Receipt of Goods Means Physical Possession in Determining Whether a Trade Vendor Has a Section 503(b)(9) Claim
A recent decision by the United States Court of Appeals for the Third Circuit in In re World Imports, Ltd. ruled on a hotly contested issue of bankruptcy law that has significant ramifications for trade creditors selling goods to a debtor just prior to the debtor filing for bankruptcy. Section 503(b)(9) of the Bankruptcy Code provides that a creditor is entitled to a priority administrative expense claim for the value of goods sold to and “received by the debtor within 20 days before” the bankruptcy petition is filed if sold within the ordinary course of business.
The Third Circuit court (which covers bankruptcy courts in Delaware, New Jersey, and Pennsylvania) resolved the growing split among lower courts regarding when “receipt” occurs: when the buyer (or its agent) takes physical possession of the goods, or when the goods are shipped and title passes to the debtor (even if the debtor never takes physical possession of the goods, such as in a drop-shipping scenario). The Third Circuit held that receipt requires physical possession by either the debtor or the debtor’s agent.
In World Imports, certain Chinese trade vendors sold furniture and similar goods to World Imports (the debtor) in the ordinary course of business. The goods were shipped via common carrier from China to the United States “free on board” (FOB) at the port of origin, meaning that risk of loss or damage and title passed to World Imports upon transfer at the port in China to a common carrier.
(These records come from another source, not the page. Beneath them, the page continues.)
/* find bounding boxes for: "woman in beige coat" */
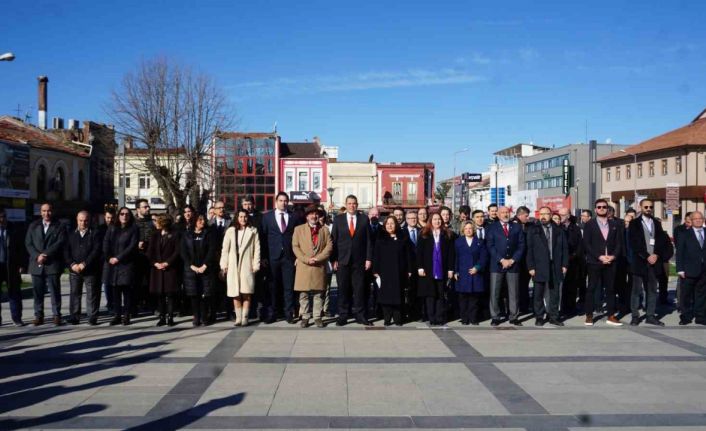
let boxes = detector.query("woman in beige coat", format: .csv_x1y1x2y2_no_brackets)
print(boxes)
221,210,260,326
292,205,333,328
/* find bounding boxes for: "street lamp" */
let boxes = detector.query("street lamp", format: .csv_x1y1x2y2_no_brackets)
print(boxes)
620,150,637,209
451,148,468,217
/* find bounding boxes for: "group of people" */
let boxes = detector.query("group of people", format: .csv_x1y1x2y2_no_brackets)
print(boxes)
0,192,706,327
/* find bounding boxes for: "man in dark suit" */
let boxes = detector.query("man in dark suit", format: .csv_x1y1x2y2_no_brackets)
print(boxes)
206,201,235,324
485,207,525,326
527,207,569,326
64,211,103,326
0,207,27,326
331,195,373,326
583,199,625,326
677,211,706,326
400,210,422,322
628,199,674,326
260,192,302,324
25,203,66,326
559,208,586,318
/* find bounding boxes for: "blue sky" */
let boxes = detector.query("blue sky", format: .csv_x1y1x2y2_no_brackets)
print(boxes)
0,0,706,178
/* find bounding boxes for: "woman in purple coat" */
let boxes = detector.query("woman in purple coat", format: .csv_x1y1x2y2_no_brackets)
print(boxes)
454,221,488,325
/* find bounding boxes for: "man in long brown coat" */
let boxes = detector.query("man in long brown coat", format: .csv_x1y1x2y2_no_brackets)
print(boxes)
292,205,333,328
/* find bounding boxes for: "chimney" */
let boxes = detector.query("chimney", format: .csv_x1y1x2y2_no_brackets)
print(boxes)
37,76,49,130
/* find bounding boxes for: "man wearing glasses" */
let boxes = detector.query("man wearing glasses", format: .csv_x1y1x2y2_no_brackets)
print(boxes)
628,199,674,326
133,199,155,314
583,199,625,326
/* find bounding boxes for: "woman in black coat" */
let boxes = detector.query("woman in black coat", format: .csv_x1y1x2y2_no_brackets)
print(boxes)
373,216,412,326
147,214,182,326
103,207,139,325
181,215,218,326
417,213,455,326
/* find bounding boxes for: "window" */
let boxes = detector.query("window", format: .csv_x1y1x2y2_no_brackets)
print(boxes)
284,171,294,192
137,174,150,189
311,171,321,192
119,174,130,189
298,171,309,192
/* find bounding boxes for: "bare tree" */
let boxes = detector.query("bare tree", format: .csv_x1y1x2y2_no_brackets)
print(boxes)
109,58,235,208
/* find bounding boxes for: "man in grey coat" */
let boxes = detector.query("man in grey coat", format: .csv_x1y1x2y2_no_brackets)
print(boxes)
25,203,66,326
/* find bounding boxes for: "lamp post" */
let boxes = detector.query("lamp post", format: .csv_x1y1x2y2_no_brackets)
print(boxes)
451,148,468,217
620,150,637,209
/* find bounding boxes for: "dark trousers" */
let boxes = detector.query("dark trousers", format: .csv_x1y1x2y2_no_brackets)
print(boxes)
404,272,422,322
457,292,482,324
679,271,706,324
534,273,561,320
630,266,657,317
0,263,22,322
382,305,402,325
32,274,61,318
113,286,132,317
69,273,101,319
561,259,586,317
585,264,615,316
336,263,366,319
155,293,175,317
266,258,295,318
425,280,446,325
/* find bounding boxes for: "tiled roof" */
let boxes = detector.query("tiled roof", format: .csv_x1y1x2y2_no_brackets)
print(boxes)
279,142,324,159
0,116,89,158
598,111,706,162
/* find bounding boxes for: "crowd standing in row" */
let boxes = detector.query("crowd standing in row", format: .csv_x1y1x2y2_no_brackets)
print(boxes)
0,192,706,327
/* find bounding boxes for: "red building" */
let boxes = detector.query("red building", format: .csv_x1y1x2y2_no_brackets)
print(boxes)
279,139,328,204
377,163,434,211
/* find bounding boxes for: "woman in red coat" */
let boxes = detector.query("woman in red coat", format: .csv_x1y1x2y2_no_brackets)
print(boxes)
147,214,182,326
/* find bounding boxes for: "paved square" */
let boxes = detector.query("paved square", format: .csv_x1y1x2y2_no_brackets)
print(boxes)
0,282,706,431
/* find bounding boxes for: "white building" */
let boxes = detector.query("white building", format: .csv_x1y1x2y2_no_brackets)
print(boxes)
328,161,377,211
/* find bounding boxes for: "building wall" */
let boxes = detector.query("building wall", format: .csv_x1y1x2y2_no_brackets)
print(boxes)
518,144,626,214
600,147,706,232
279,158,328,203
328,162,377,210
377,163,433,207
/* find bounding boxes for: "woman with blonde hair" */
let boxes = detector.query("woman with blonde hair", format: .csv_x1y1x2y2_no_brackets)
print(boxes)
220,209,260,326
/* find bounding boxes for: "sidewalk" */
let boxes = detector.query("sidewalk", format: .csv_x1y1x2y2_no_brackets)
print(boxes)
0,278,706,430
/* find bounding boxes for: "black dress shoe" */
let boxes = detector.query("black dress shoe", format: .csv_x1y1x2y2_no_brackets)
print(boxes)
549,319,564,326
645,316,664,326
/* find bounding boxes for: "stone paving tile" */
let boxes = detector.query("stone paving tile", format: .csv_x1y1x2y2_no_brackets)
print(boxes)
458,328,698,357
497,362,706,414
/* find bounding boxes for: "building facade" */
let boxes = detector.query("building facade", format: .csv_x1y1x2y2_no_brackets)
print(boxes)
376,163,434,210
599,110,706,232
212,132,281,212
518,141,625,213
279,138,329,205
328,161,378,210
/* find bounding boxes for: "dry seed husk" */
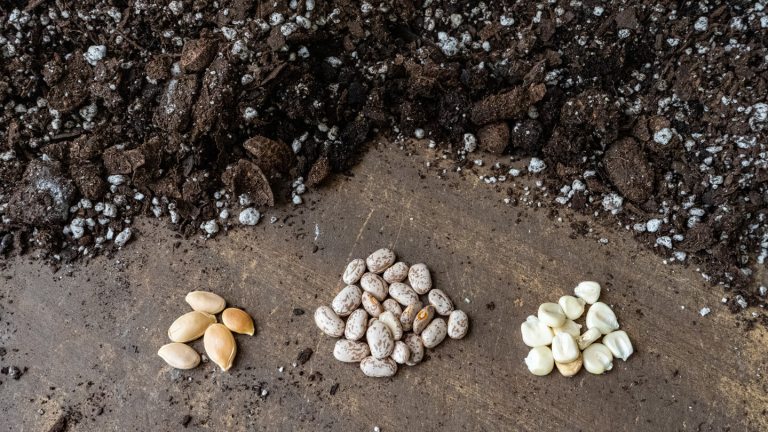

The goods left China more than 20 days before the bankruptcy, but the debtor (or its agent) took physical possession of the goods in the United States within 20 days of the date when World Imports filed for Chapter 11. The bankruptcy court’s decision noted that “some of the goods were shipped directly to the Debtor’s customers (i.e., drop-shipped) while the remainder went directly to the Debtor.” In re World Imports, Inc., 511 B.R. 738, 741 (Bankr. E.D. Pa. 2014). The trade creditors filed motions to compel allowance and payment of administrative claims under section 503(b)(9) of the Bankruptcy Code. The debtor opposed those motions.
The bankruptcy court held that the goods were “constructively received” by the debtor when shipped from China and, therefore, did not qualify for the section 503(b)(9) 20-day claim and the creditors’ motions for payment of administrative claims were denied. The district court affirmed the decision of the bankruptcy court. The rationale of the bankruptcy and district courts in denying the creditors 20-day administrative priority claim treatment was based in part on the Convention on Contracts for the International Sale of Goods (CISG) and trade terms, here FOB the common carrier vessel. On appeal by the creditors, the Third Circuit Court of Appeals reversed.
The Third Circuit held “that goods are ‘received’ when the debtor or its agent takes physical possession of them.” Slip op. at 5. The court began its analysis by looking at the language of the statute, and noted that Congress did not define the word “received” in the Bankruptcy Code so that the court should construe it according to its ordinary or natural meaning. The court noted that both the legal and dictionary definitions of “received” with respect to goods is “taking physical possession of them.”
The court further noted that Bankruptcy Code section 546(c) references the similar word “receipt.” Based on a prior decision of the Third Circuit Court of Appeals in which the court held that “receipt” within the meaning of section 546(c) has the same definition as in the Uniform Commercial Code, namely taking physical possession, the court then reasoned that different but similar terms in the Bankruptcy Code should be read to “mean … the same thing.”
Having defined “received” within the meaning of section 503(b) (9) as the debtor taking physical possession, the court turned to the facts of the case. The court noted that the debtor argued the goods were constructively received upon delivery to the common carrier vessel at the port in China because they were delivered “FOB.” The court noted that delivery and receipt of goods can occur at different times. The court found that under the Uniform Commercial Code, and thus Chapter 11, receipt does not occur until after a seller’s ability to stop delivery ends, which is upon the buyer''s physical possession of the goods.